Do Journalists Have a Duty to Protect Concussed Athletes?
A glance at some of the sports headlines earlier this week revealed a potentially troubling trend in journalism that needs to be addressed.
The headlines focused on the pending return of University of Florida basketball player Michael Frazier III from the concussion he suffered Saturday when his head hit the knee of a teammate in a game against the University of Arkansas.
In short, the headlines suggested that Frazier may return “soon” or be “available” Saturday, just a week after suffering the head injury. The problem lies in the fact that expectations were being set that Frazier “should” return to action. It may be one thing to suggest that with a high ankle sprain on bruised ribs. It is quite another to make that suggestion with a head injury. Frazier may actually feel like he can play. But if he hasn’t passed the requisite tests, he should remain on the sideline.
As a journalist, I can tell you that our responsibility is primarily to the readers. What do they want to read about? What do they want to know? That said, journalists do protect the participants in a story. The victim in a sexual assault case is an example.
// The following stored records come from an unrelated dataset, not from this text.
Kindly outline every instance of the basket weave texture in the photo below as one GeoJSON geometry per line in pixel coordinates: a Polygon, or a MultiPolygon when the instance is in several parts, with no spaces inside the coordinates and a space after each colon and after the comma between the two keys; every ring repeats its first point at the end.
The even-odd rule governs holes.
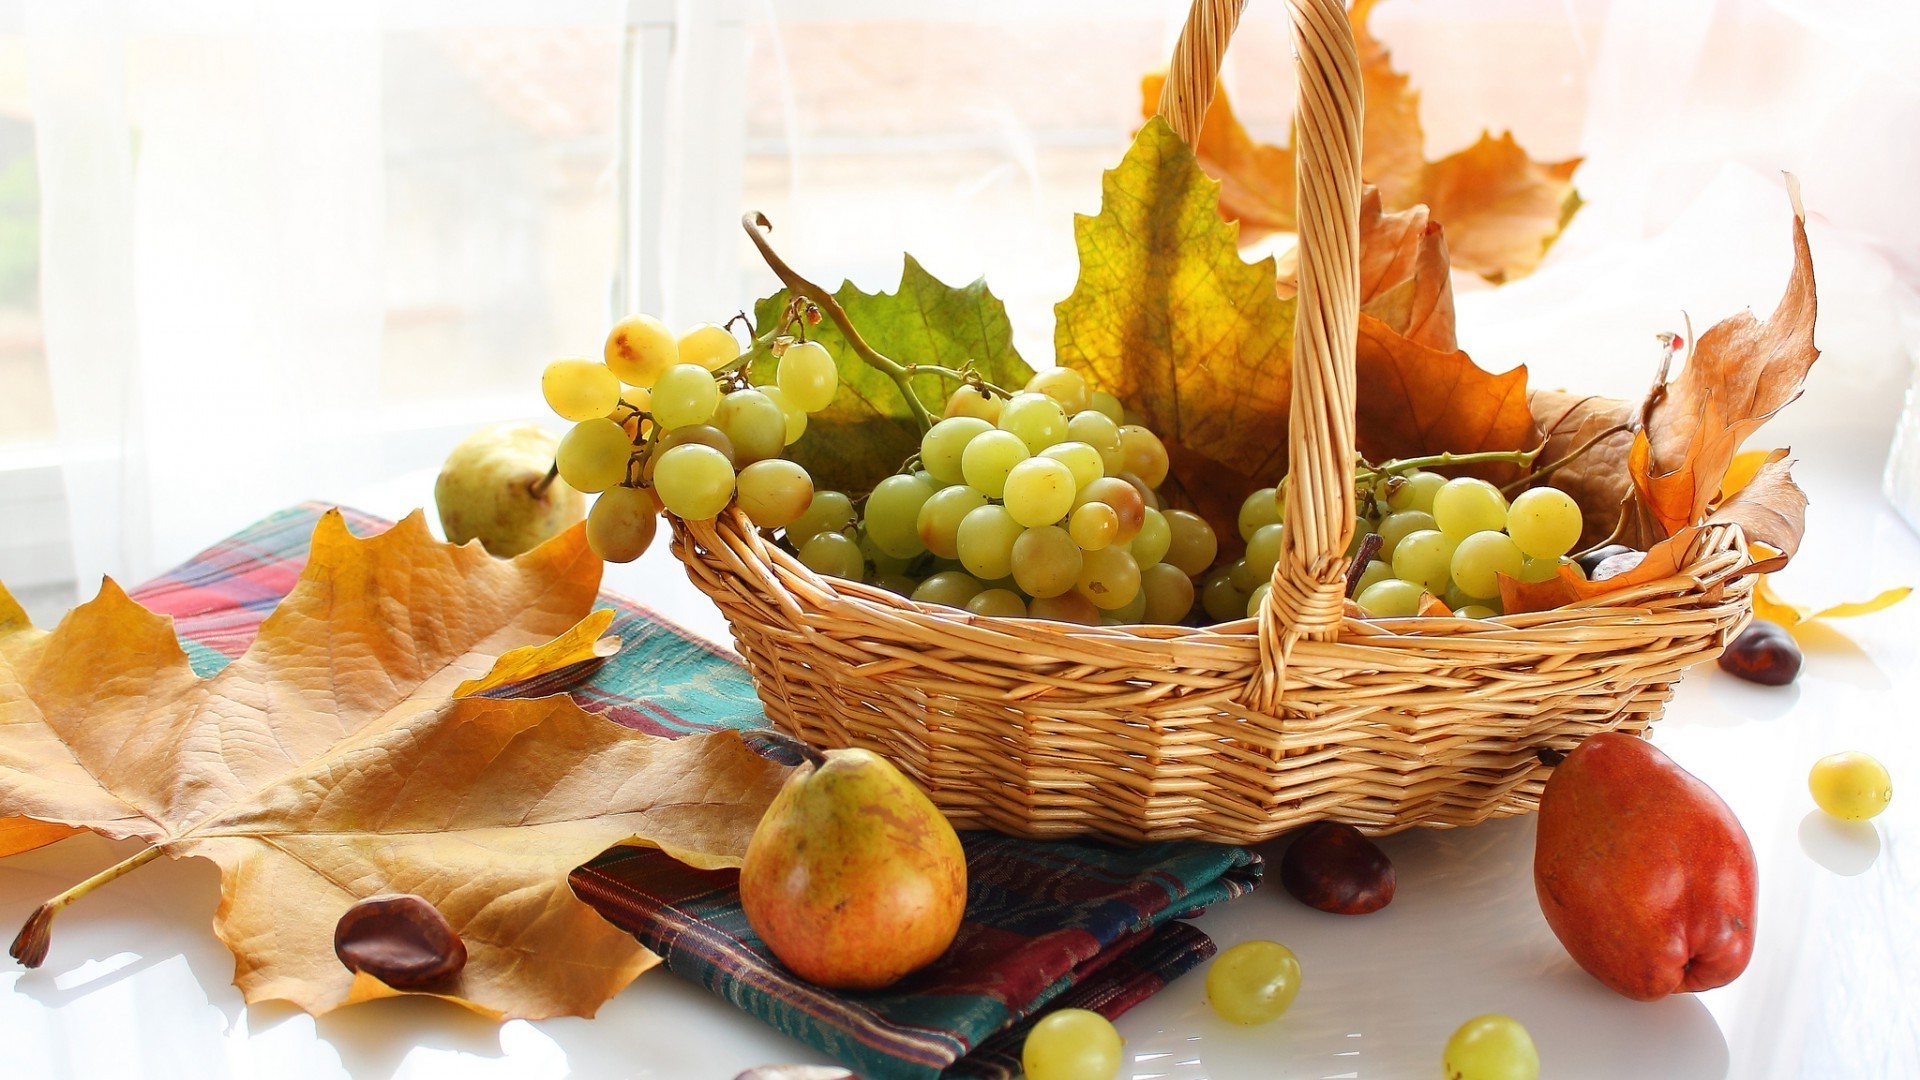
{"type": "MultiPolygon", "coordinates": [[[[1160,113],[1189,142],[1243,0],[1195,0],[1160,113]]],[[[1339,0],[1289,0],[1300,101],[1300,309],[1287,546],[1258,618],[1084,627],[916,604],[823,578],[737,509],[673,519],[768,716],[861,746],[960,828],[1254,842],[1315,820],[1370,832],[1539,805],[1538,750],[1638,733],[1745,625],[1735,529],[1674,577],[1489,620],[1344,614],[1354,521],[1359,69],[1339,0]]]]}

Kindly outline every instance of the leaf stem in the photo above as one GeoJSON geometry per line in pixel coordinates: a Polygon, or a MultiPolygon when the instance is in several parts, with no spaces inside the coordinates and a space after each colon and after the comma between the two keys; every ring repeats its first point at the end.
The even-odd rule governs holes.
{"type": "Polygon", "coordinates": [[[60,912],[65,910],[75,900],[105,885],[114,878],[138,870],[159,857],[159,848],[143,848],[133,857],[107,867],[105,870],[75,885],[59,896],[41,904],[39,908],[27,918],[27,924],[20,928],[19,935],[13,939],[12,948],[7,950],[8,954],[15,960],[20,961],[20,966],[22,967],[39,967],[42,963],[46,962],[47,946],[52,943],[53,917],[55,915],[60,914],[60,912]]]}
{"type": "Polygon", "coordinates": [[[913,391],[912,370],[867,344],[866,339],[860,336],[860,331],[854,329],[853,320],[847,317],[846,310],[840,306],[840,301],[833,298],[832,293],[808,281],[800,275],[799,271],[787,265],[787,261],[782,259],[773,250],[773,245],[767,242],[767,230],[773,228],[773,223],[767,220],[767,216],[758,210],[749,211],[741,216],[740,224],[747,230],[747,238],[753,241],[753,246],[759,250],[760,257],[766,260],[767,266],[779,277],[780,283],[785,285],[789,292],[805,296],[818,304],[827,313],[827,317],[833,320],[833,324],[840,328],[841,335],[847,339],[847,345],[853,349],[854,354],[865,361],[868,367],[892,379],[900,388],[901,395],[907,399],[907,407],[913,410],[914,419],[920,422],[921,430],[932,427],[933,414],[928,411],[926,402],[920,400],[920,395],[913,391]]]}
{"type": "Polygon", "coordinates": [[[1574,462],[1580,460],[1581,456],[1584,455],[1587,451],[1593,449],[1594,447],[1600,445],[1601,443],[1607,441],[1608,439],[1613,438],[1615,435],[1618,435],[1623,431],[1632,431],[1632,430],[1633,430],[1632,424],[1626,424],[1626,423],[1615,424],[1612,427],[1607,428],[1605,431],[1595,434],[1592,438],[1588,439],[1586,442],[1581,443],[1578,448],[1568,452],[1567,454],[1553,461],[1547,462],[1545,465],[1540,466],[1539,468],[1533,470],[1532,472],[1521,477],[1520,479],[1507,484],[1505,487],[1502,487],[1500,489],[1500,494],[1511,495],[1514,492],[1519,491],[1520,489],[1528,486],[1529,484],[1533,484],[1540,480],[1544,480],[1547,477],[1552,476],[1556,470],[1566,468],[1568,465],[1571,465],[1574,462]]]}
{"type": "Polygon", "coordinates": [[[556,461],[552,465],[547,466],[547,475],[527,485],[528,493],[536,499],[544,497],[547,489],[553,486],[554,478],[559,475],[560,463],[556,461]]]}
{"type": "Polygon", "coordinates": [[[997,394],[1003,398],[1010,398],[1013,396],[1013,391],[995,386],[994,384],[981,378],[980,373],[977,371],[961,371],[956,368],[941,367],[938,364],[908,364],[907,374],[908,375],[940,375],[945,378],[952,379],[955,382],[966,383],[969,386],[977,386],[982,391],[989,394],[997,394]]]}

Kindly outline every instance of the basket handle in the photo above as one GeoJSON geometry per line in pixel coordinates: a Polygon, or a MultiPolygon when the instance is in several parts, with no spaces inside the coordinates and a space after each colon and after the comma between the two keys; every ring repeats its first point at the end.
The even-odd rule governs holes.
{"type": "MultiPolygon", "coordinates": [[[[1160,93],[1159,113],[1196,145],[1220,57],[1246,0],[1193,0],[1160,93]]],[[[1286,539],[1260,609],[1260,674],[1247,703],[1279,706],[1287,654],[1330,640],[1346,598],[1353,539],[1354,342],[1360,321],[1360,60],[1340,0],[1287,0],[1293,15],[1294,171],[1300,222],[1293,327],[1286,539]]]]}

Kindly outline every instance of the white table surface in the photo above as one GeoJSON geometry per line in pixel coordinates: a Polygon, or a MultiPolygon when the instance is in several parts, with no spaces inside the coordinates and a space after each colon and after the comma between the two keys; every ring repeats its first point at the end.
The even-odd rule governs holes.
{"type": "MultiPolygon", "coordinates": [[[[1880,498],[1873,448],[1800,450],[1815,514],[1780,587],[1823,602],[1920,583],[1920,541],[1880,498]]],[[[429,486],[404,477],[355,501],[398,514],[429,486]]],[[[724,632],[664,545],[614,568],[608,585],[724,632]]],[[[1757,947],[1731,986],[1647,1004],[1583,973],[1535,902],[1530,818],[1415,831],[1383,841],[1399,889],[1377,914],[1312,911],[1270,882],[1204,916],[1223,945],[1290,945],[1304,989],[1276,1023],[1233,1028],[1188,976],[1121,1019],[1133,1075],[1434,1077],[1456,1025],[1506,1012],[1532,1031],[1552,1080],[1920,1077],[1920,601],[1840,626],[1847,636],[1806,640],[1794,686],[1697,669],[1656,729],[1732,805],[1759,859],[1757,947]],[[1873,822],[1828,820],[1807,794],[1813,761],[1847,749],[1895,778],[1893,806],[1873,822]]],[[[84,836],[0,863],[0,922],[131,851],[84,836]]],[[[44,967],[0,967],[0,1076],[727,1080],[827,1061],[664,971],[594,1020],[495,1025],[423,998],[319,1019],[247,1006],[209,929],[217,895],[210,863],[163,860],[61,915],[44,967]]]]}

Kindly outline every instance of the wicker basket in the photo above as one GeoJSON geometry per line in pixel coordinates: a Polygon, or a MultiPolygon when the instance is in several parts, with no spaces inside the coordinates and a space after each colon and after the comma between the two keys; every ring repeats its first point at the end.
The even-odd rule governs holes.
{"type": "MultiPolygon", "coordinates": [[[[1191,142],[1244,0],[1195,0],[1160,112],[1191,142]]],[[[892,759],[962,828],[1253,842],[1538,806],[1545,766],[1640,732],[1746,622],[1737,531],[1675,577],[1485,621],[1343,615],[1354,520],[1360,79],[1340,0],[1289,0],[1300,100],[1300,308],[1287,547],[1257,619],[1204,629],[989,618],[822,578],[737,510],[675,520],[768,715],[892,759]]]]}

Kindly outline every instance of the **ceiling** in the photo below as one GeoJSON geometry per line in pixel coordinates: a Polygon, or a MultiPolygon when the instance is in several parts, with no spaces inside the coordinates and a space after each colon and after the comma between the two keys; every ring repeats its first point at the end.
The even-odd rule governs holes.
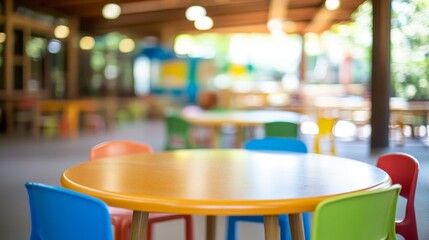
{"type": "MultiPolygon", "coordinates": [[[[185,19],[190,5],[201,5],[214,21],[210,32],[267,32],[269,18],[280,18],[288,33],[323,32],[351,14],[364,0],[341,0],[340,8],[327,10],[324,0],[15,0],[33,10],[78,17],[83,32],[104,34],[118,31],[129,36],[166,36],[195,33],[185,19]],[[101,16],[106,3],[121,6],[121,16],[107,20],[101,16]]],[[[204,31],[207,32],[207,31],[204,31]]]]}

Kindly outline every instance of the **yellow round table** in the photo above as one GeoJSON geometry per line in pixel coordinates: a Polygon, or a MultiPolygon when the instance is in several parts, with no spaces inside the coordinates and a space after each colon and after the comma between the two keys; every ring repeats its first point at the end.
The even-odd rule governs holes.
{"type": "Polygon", "coordinates": [[[281,110],[200,110],[185,111],[182,116],[194,125],[238,127],[259,126],[268,122],[300,123],[302,115],[281,110]]]}
{"type": "Polygon", "coordinates": [[[64,171],[64,187],[134,210],[132,239],[145,239],[147,213],[264,215],[266,239],[279,239],[277,215],[289,214],[303,239],[302,212],[329,197],[390,185],[375,166],[317,154],[242,149],[176,150],[88,161],[64,171]]]}
{"type": "Polygon", "coordinates": [[[237,128],[235,146],[240,148],[245,142],[244,128],[256,128],[269,122],[292,122],[300,124],[302,115],[282,110],[183,110],[182,117],[195,127],[213,130],[212,147],[218,148],[222,126],[237,128]]]}

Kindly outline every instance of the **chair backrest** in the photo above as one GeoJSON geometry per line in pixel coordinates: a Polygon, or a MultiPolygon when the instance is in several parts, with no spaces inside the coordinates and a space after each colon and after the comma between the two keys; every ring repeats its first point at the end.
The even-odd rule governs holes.
{"type": "Polygon", "coordinates": [[[106,204],[68,189],[27,182],[31,240],[111,240],[106,204]]]}
{"type": "Polygon", "coordinates": [[[166,150],[191,148],[191,124],[177,115],[166,116],[166,150]]]}
{"type": "Polygon", "coordinates": [[[376,165],[389,174],[392,184],[402,186],[400,195],[407,199],[405,217],[396,223],[396,232],[406,239],[418,239],[414,197],[419,175],[419,162],[406,153],[386,153],[378,158],[376,165]]]}
{"type": "Polygon", "coordinates": [[[360,191],[321,202],[314,212],[312,240],[396,239],[400,185],[360,191]]]}
{"type": "Polygon", "coordinates": [[[317,126],[319,128],[318,135],[332,135],[337,122],[336,118],[320,117],[317,119],[317,126]]]}
{"type": "Polygon", "coordinates": [[[299,126],[292,122],[267,122],[264,124],[265,137],[297,138],[299,126]]]}
{"type": "Polygon", "coordinates": [[[105,141],[91,148],[90,159],[100,159],[104,157],[114,157],[126,154],[153,153],[152,147],[134,141],[105,141]]]}
{"type": "Polygon", "coordinates": [[[255,138],[244,143],[244,148],[248,150],[262,151],[288,151],[307,153],[308,149],[305,143],[295,138],[285,137],[265,137],[255,138]]]}
{"type": "Polygon", "coordinates": [[[400,195],[414,204],[419,174],[417,159],[406,153],[387,153],[378,158],[376,165],[389,174],[392,184],[401,184],[400,195]]]}

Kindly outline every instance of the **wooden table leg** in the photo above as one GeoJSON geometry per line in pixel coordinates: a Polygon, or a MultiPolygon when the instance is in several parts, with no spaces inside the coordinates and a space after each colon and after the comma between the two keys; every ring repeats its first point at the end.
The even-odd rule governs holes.
{"type": "Polygon", "coordinates": [[[148,212],[133,212],[133,222],[131,224],[131,240],[147,240],[148,221],[148,212]]]}
{"type": "Polygon", "coordinates": [[[222,148],[222,128],[220,126],[214,126],[211,130],[213,131],[211,147],[222,148]]]}
{"type": "Polygon", "coordinates": [[[265,240],[280,240],[279,218],[277,215],[264,216],[265,240]]]}
{"type": "Polygon", "coordinates": [[[293,240],[304,240],[304,225],[302,223],[302,214],[289,214],[290,233],[293,240]]]}
{"type": "Polygon", "coordinates": [[[206,216],[206,240],[216,239],[216,216],[206,216]]]}
{"type": "Polygon", "coordinates": [[[69,124],[69,137],[76,139],[79,135],[79,108],[74,103],[69,103],[65,110],[66,118],[69,124]]]}

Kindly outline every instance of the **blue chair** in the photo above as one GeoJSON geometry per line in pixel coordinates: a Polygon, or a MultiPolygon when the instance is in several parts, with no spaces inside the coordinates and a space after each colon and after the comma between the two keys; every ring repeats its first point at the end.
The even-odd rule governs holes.
{"type": "Polygon", "coordinates": [[[112,240],[106,204],[68,189],[25,183],[30,201],[30,240],[112,240]]]}
{"type": "MultiPolygon", "coordinates": [[[[244,148],[257,151],[287,151],[297,153],[308,153],[304,142],[294,138],[266,137],[260,139],[251,139],[244,143],[244,148]]],[[[228,216],[227,217],[227,240],[237,239],[237,222],[263,223],[263,216],[228,216]]],[[[303,214],[305,239],[310,239],[310,214],[303,214]]],[[[291,233],[289,227],[289,218],[287,214],[279,216],[280,239],[290,240],[291,233]]]]}
{"type": "Polygon", "coordinates": [[[301,140],[284,137],[255,138],[244,143],[248,150],[287,151],[308,153],[307,145],[301,140]]]}

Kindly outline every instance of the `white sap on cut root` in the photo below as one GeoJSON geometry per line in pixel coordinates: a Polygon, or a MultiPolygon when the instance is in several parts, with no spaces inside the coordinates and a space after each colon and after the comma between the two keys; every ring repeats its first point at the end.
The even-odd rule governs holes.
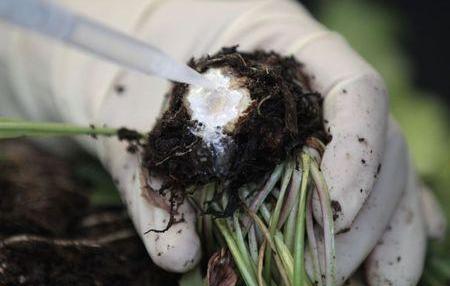
{"type": "Polygon", "coordinates": [[[216,83],[217,88],[191,86],[185,97],[186,105],[191,119],[198,122],[192,132],[220,156],[230,140],[225,132],[233,131],[234,124],[244,115],[252,100],[248,89],[237,87],[227,71],[209,69],[204,76],[216,83]]]}

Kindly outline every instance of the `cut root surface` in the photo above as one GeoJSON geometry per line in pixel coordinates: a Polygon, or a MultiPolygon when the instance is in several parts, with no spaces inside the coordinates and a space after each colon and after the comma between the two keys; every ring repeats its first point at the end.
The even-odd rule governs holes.
{"type": "Polygon", "coordinates": [[[326,141],[319,94],[302,66],[273,52],[235,48],[192,60],[217,89],[175,84],[147,137],[144,166],[170,187],[259,182],[311,136],[326,141]]]}

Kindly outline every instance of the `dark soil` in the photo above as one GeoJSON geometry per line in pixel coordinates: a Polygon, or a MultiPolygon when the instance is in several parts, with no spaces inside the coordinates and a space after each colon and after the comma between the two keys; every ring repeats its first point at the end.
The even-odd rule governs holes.
{"type": "Polygon", "coordinates": [[[66,233],[89,206],[68,165],[16,142],[0,150],[0,237],[66,233]]]}
{"type": "Polygon", "coordinates": [[[141,133],[128,128],[120,128],[117,131],[117,137],[120,141],[126,141],[128,143],[127,150],[130,153],[136,153],[139,150],[139,146],[142,145],[143,136],[141,133]]]}
{"type": "Polygon", "coordinates": [[[70,164],[0,144],[0,285],[177,285],[122,207],[93,207],[70,164]]]}
{"type": "Polygon", "coordinates": [[[262,179],[309,137],[326,142],[321,97],[309,89],[302,65],[293,57],[243,53],[232,47],[192,59],[190,66],[201,73],[226,67],[248,88],[254,103],[229,134],[233,143],[227,150],[228,168],[220,173],[214,167],[214,153],[190,131],[196,123],[183,104],[189,86],[175,84],[168,95],[169,107],[150,132],[143,156],[144,166],[165,178],[168,186],[182,189],[219,181],[236,190],[262,179]]]}
{"type": "Polygon", "coordinates": [[[3,285],[126,285],[126,259],[95,244],[12,237],[0,243],[3,285]],[[99,282],[99,283],[98,283],[99,282]]]}

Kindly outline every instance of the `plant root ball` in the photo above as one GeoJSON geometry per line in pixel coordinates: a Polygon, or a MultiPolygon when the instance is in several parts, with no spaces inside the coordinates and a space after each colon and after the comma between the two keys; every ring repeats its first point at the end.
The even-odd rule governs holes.
{"type": "Polygon", "coordinates": [[[177,83],[144,144],[143,164],[171,186],[256,182],[310,136],[326,141],[322,102],[293,57],[224,48],[190,66],[215,90],[177,83]]]}

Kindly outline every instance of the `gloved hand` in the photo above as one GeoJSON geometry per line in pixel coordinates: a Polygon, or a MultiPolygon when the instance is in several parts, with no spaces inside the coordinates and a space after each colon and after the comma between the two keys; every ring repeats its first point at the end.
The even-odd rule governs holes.
{"type": "MultiPolygon", "coordinates": [[[[415,172],[403,137],[388,118],[382,79],[341,36],[288,0],[59,2],[149,41],[180,61],[235,44],[240,50],[295,55],[304,64],[311,89],[324,97],[325,129],[332,136],[321,169],[341,233],[336,237],[338,284],[369,254],[371,285],[417,282],[426,232],[415,172]],[[379,241],[383,243],[377,245],[379,241]]],[[[17,31],[2,35],[2,115],[146,132],[160,114],[169,87],[164,80],[119,69],[37,36],[17,31]]],[[[154,262],[176,272],[193,268],[201,247],[191,207],[185,203],[180,210],[185,222],[144,235],[163,229],[169,214],[142,196],[138,156],[116,139],[79,141],[111,172],[154,262]]],[[[321,220],[317,199],[315,216],[321,220]]]]}

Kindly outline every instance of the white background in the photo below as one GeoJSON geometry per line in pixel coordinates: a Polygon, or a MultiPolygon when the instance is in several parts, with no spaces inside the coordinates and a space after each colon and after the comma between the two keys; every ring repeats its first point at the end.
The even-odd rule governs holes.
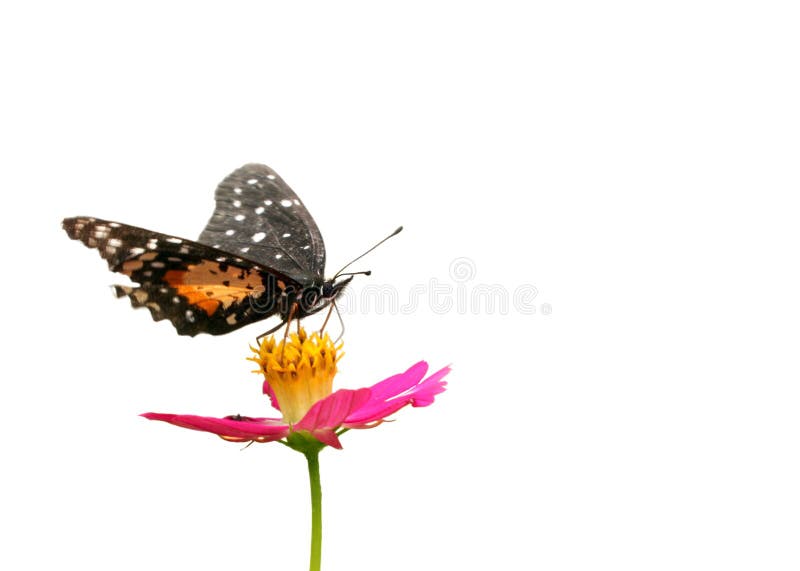
{"type": "Polygon", "coordinates": [[[260,327],[178,337],[60,229],[196,237],[251,161],[330,272],[405,225],[356,296],[538,290],[535,314],[346,316],[338,386],[453,373],[323,453],[325,569],[800,567],[794,3],[22,6],[0,14],[0,567],[306,568],[300,455],[137,416],[267,414],[260,327]]]}

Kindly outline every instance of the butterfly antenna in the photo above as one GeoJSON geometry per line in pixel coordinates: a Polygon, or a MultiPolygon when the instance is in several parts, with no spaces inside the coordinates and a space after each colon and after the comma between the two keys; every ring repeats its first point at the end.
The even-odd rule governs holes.
{"type": "MultiPolygon", "coordinates": [[[[381,240],[380,242],[378,242],[377,244],[375,244],[375,245],[374,245],[372,248],[370,248],[369,250],[367,250],[366,252],[364,252],[363,254],[361,254],[359,257],[357,257],[357,258],[356,258],[356,259],[354,259],[354,260],[350,260],[348,263],[346,263],[346,264],[344,265],[344,267],[342,267],[342,269],[341,269],[341,270],[339,270],[338,272],[336,272],[336,275],[335,275],[335,276],[333,276],[333,279],[336,279],[336,278],[338,278],[340,275],[342,275],[342,272],[343,272],[344,270],[346,270],[346,269],[347,269],[347,268],[348,268],[350,265],[354,264],[355,262],[357,262],[358,260],[360,260],[361,258],[363,258],[364,256],[366,256],[367,254],[369,254],[369,253],[370,253],[372,250],[374,250],[375,248],[377,248],[378,246],[380,246],[381,244],[383,244],[383,243],[384,243],[386,240],[388,240],[389,238],[392,238],[393,236],[397,236],[397,235],[398,235],[400,232],[402,232],[402,231],[403,231],[403,227],[402,227],[402,226],[400,226],[399,228],[397,228],[397,230],[395,230],[394,232],[392,232],[391,234],[389,234],[388,236],[386,236],[386,238],[384,238],[383,240],[381,240]]],[[[359,273],[359,274],[360,274],[360,273],[362,273],[362,272],[355,272],[355,273],[359,273]]],[[[367,275],[369,275],[369,274],[367,274],[367,275]]],[[[339,311],[339,310],[337,309],[336,311],[337,311],[337,313],[338,313],[338,311],[339,311]]],[[[340,317],[341,317],[341,316],[340,316],[340,317]]]]}

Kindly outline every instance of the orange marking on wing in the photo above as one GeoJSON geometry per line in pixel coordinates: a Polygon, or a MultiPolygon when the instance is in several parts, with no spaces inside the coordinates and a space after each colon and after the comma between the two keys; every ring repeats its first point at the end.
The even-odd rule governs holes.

While journalists don’t have to shield the identity of a concussion victim, they may want to include language about the difficult and delicate decision about when to release an injured player back to action.
UF head Basketball Coach Bill Donovan, to his credit, seems to get it, noting that “ there’s a protocol they all have to go through with the doctors and trainer, steps they’ve got to go through in order for him to be cleared.”